Small, remote Alaskan villages that are alienated from large power sources increasingly rely on microgrids as a practical energy solution. According to a blog post from Matt Erskine, deputy assistant secretary of the Economic Development Administration, Alaska stands as a leading pioneer in microgrid technology.
“Alaska is providing the blueprint for the future of new and emerging technologies in rural communities that build on the state’s strengths and natural assets to solve environmental challenges, protect the environment, and simultaneously support businesses and grow the economy,” Erskine said.
Microgrids are small power grids that operate separately from an interconnected electrical grid. They share no connection to a larger transmission system. These grids can serve as primary power sources for remote communities that may be far removed from major roads and long-distance electric lines. According to the blog post, which can be found on the U.S. Department of Commerce website, many rural Alaskan villages are finding microgrids an inexpensive energy solution.
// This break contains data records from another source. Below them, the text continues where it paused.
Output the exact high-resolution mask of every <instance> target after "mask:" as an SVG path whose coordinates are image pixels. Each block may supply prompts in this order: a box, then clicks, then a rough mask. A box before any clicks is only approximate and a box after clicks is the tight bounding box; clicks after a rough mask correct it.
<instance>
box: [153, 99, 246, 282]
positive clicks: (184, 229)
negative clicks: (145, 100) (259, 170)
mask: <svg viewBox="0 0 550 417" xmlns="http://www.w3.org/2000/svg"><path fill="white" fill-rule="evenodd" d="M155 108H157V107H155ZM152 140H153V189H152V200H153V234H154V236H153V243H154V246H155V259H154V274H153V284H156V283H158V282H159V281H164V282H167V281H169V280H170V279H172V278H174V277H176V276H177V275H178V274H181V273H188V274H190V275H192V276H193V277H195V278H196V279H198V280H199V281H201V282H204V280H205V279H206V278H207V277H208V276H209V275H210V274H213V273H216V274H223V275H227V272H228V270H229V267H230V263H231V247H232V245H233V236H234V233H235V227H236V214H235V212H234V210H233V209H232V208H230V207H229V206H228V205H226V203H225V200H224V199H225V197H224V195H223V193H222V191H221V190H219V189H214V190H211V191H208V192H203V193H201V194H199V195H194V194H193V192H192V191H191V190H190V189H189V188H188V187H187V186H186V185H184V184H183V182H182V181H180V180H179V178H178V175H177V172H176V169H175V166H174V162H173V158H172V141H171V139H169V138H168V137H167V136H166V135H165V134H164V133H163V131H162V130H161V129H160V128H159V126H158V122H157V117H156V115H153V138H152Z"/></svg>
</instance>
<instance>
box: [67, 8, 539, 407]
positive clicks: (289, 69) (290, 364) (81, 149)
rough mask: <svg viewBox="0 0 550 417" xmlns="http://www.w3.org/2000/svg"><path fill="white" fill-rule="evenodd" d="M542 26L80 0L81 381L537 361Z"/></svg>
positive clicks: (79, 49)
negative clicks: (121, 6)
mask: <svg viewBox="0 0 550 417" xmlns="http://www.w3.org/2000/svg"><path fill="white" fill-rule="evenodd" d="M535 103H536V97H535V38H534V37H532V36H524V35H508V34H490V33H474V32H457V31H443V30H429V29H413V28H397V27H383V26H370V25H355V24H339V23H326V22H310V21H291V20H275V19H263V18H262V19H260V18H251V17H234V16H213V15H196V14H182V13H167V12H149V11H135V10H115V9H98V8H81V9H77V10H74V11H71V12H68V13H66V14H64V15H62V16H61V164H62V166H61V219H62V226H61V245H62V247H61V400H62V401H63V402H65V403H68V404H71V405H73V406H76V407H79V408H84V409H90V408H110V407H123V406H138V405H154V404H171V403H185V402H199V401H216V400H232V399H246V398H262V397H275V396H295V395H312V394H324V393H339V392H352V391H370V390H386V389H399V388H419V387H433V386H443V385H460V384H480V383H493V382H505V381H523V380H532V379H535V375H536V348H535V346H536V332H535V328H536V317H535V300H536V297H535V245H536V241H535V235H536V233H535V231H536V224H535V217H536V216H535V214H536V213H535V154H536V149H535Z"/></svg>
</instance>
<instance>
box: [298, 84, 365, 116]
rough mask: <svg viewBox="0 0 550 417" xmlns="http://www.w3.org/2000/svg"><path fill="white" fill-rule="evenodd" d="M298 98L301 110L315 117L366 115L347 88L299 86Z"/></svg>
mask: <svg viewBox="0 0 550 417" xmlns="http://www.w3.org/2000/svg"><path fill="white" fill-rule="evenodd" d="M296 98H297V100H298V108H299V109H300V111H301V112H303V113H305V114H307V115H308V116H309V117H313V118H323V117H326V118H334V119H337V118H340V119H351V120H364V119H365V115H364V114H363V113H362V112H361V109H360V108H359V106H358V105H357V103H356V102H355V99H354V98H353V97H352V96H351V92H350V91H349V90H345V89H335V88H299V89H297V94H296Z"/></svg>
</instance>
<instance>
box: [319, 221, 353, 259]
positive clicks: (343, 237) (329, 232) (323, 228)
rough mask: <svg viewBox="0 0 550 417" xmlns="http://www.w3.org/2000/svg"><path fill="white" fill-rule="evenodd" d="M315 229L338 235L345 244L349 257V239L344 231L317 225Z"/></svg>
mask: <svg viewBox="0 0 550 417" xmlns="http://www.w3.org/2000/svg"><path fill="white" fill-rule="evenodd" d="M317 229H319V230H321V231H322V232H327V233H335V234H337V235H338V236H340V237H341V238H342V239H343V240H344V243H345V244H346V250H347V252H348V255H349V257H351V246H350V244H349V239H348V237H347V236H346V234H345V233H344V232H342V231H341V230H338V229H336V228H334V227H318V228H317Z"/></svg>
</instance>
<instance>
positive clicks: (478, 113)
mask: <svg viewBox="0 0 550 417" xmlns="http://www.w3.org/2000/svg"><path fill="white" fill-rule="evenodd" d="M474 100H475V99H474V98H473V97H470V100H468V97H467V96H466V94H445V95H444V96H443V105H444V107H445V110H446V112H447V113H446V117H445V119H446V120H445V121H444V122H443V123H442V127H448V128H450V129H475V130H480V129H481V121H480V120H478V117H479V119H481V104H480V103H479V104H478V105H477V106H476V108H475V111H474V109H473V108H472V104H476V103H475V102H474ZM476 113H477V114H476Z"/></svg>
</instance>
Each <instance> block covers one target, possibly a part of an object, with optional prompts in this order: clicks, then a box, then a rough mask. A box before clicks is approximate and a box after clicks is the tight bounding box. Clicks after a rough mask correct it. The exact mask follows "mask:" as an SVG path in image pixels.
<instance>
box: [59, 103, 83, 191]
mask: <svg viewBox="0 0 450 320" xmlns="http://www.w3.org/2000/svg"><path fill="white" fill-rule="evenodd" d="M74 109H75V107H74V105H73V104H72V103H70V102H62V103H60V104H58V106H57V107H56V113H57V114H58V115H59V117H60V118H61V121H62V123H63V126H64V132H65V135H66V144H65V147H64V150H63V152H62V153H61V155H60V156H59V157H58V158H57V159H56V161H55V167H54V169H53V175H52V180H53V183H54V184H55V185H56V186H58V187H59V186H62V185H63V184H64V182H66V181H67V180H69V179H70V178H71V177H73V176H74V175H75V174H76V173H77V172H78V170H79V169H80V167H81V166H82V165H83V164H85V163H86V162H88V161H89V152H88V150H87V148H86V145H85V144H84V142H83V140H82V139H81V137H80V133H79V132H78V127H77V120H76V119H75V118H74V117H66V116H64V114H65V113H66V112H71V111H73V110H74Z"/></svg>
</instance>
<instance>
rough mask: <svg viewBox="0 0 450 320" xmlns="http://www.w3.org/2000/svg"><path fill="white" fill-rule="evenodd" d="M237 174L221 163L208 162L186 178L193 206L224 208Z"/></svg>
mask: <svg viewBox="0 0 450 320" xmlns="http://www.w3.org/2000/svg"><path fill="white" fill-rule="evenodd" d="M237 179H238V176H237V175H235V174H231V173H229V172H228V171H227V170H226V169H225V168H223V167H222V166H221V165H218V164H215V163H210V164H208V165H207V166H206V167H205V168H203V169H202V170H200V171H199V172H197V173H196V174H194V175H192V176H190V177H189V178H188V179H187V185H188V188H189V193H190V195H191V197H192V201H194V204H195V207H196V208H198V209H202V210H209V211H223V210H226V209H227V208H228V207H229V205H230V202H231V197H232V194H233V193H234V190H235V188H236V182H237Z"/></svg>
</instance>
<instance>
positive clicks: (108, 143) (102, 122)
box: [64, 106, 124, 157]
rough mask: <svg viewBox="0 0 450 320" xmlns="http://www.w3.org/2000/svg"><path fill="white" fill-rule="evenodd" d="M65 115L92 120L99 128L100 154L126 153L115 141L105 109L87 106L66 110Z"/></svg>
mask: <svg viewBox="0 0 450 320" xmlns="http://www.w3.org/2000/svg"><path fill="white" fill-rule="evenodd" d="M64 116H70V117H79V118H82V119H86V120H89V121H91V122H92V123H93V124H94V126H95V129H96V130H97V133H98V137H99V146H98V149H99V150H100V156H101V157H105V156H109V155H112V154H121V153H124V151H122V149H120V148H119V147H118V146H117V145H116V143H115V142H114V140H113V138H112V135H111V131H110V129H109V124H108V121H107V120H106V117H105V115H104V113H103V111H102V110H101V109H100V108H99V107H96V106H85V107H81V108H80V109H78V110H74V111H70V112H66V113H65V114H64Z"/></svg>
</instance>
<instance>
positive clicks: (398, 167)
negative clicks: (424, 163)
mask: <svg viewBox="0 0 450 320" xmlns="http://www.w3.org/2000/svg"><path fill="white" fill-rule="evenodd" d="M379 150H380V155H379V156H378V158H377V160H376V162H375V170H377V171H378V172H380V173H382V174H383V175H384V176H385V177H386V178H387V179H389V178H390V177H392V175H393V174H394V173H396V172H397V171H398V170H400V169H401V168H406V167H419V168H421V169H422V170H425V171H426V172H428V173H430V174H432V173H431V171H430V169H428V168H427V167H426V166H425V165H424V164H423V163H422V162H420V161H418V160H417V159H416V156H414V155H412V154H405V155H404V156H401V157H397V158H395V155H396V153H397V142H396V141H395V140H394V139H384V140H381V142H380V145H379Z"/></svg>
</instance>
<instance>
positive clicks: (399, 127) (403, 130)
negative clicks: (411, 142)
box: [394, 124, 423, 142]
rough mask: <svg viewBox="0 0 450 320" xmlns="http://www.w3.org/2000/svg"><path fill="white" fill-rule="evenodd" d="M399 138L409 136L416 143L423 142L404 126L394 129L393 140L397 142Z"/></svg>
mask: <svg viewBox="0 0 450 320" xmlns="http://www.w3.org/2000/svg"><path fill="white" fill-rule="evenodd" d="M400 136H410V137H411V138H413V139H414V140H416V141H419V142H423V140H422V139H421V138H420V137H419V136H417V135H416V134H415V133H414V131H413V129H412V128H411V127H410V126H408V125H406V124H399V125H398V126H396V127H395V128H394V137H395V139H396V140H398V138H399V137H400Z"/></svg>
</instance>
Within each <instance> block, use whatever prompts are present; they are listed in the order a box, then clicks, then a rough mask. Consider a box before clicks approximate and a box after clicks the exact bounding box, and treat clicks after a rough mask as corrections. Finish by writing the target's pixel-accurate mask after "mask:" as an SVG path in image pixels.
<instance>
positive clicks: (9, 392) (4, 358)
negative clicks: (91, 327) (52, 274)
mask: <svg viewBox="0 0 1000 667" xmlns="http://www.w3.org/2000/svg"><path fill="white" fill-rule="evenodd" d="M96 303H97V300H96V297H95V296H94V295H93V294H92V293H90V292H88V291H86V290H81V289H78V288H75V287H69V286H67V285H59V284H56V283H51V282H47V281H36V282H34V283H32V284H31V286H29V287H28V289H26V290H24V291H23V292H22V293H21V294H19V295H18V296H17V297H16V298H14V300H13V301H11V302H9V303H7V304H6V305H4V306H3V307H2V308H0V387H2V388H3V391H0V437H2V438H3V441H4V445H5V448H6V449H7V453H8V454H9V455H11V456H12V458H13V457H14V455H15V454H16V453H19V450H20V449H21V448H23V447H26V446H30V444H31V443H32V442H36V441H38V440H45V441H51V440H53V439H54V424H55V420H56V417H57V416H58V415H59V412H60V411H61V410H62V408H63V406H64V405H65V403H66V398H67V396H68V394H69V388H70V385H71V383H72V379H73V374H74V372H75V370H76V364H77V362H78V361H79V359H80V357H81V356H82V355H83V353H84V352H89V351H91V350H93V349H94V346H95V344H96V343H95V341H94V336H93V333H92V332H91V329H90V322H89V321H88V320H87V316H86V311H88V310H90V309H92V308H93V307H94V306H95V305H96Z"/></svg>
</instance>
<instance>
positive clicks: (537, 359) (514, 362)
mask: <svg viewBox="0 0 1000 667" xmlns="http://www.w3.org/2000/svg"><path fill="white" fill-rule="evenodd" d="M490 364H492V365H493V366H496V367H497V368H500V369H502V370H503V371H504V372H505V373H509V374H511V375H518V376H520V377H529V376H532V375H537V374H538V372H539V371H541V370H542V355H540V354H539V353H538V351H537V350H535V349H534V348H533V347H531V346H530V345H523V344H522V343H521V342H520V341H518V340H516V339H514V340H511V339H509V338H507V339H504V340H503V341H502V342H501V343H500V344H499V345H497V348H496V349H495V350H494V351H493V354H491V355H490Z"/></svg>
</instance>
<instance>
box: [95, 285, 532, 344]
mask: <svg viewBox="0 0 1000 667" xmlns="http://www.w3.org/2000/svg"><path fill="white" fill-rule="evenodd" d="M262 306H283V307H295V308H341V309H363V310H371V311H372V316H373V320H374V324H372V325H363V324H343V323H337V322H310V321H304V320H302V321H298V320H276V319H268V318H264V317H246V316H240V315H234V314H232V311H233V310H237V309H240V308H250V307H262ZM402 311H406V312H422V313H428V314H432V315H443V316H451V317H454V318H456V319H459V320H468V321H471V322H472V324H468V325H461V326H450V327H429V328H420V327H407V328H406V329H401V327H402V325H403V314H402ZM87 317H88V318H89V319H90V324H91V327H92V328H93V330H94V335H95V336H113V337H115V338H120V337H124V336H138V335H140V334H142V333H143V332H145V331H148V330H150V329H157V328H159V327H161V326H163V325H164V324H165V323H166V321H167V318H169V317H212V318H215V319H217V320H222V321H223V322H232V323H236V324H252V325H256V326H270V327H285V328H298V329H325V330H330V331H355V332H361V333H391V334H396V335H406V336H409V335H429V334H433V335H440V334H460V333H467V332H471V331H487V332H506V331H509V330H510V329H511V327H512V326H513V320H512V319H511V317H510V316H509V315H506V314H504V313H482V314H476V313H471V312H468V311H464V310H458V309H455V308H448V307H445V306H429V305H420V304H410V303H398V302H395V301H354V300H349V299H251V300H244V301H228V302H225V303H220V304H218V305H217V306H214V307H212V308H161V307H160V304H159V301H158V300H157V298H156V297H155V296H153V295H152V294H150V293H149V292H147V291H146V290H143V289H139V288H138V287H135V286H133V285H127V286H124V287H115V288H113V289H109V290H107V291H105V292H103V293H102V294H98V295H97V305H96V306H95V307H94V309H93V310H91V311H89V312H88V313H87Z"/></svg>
The Alaska Center for Energy and Power seeks to improve the effectiveness of microgrids and eventually introduce their technology to other states. Along with ACEP, government funds buoy efforts to develop and expand the operation of microgrids. Last year, the EDA awarded ACEP with a grant to start the Alaska Center for Microgrid Technologies Commercialization, which provides technical and business assistance needed to commercialize the technology involved in microgrid systems.
The EDA’s work with ACEP reflects Secretary of Commerce Penny Pritzker’s larger “Open for Business” agenda, which involves supporting local development strategies in trade, investment, innovation, and data. Erskine, who recently traveled to Alaska, said that these areas represent the department’s focus on economic growth and job creation. He stated that another goal is to equip communities with information and products that help them adapt to environmental changes.
“Among our policy priorities in this space is developing the next generation of climate observing systems, developing stronger disaster resilience standards for buildings and infrastructure, and maintaining world-leader weather forecasting capabilities,” Erskine said.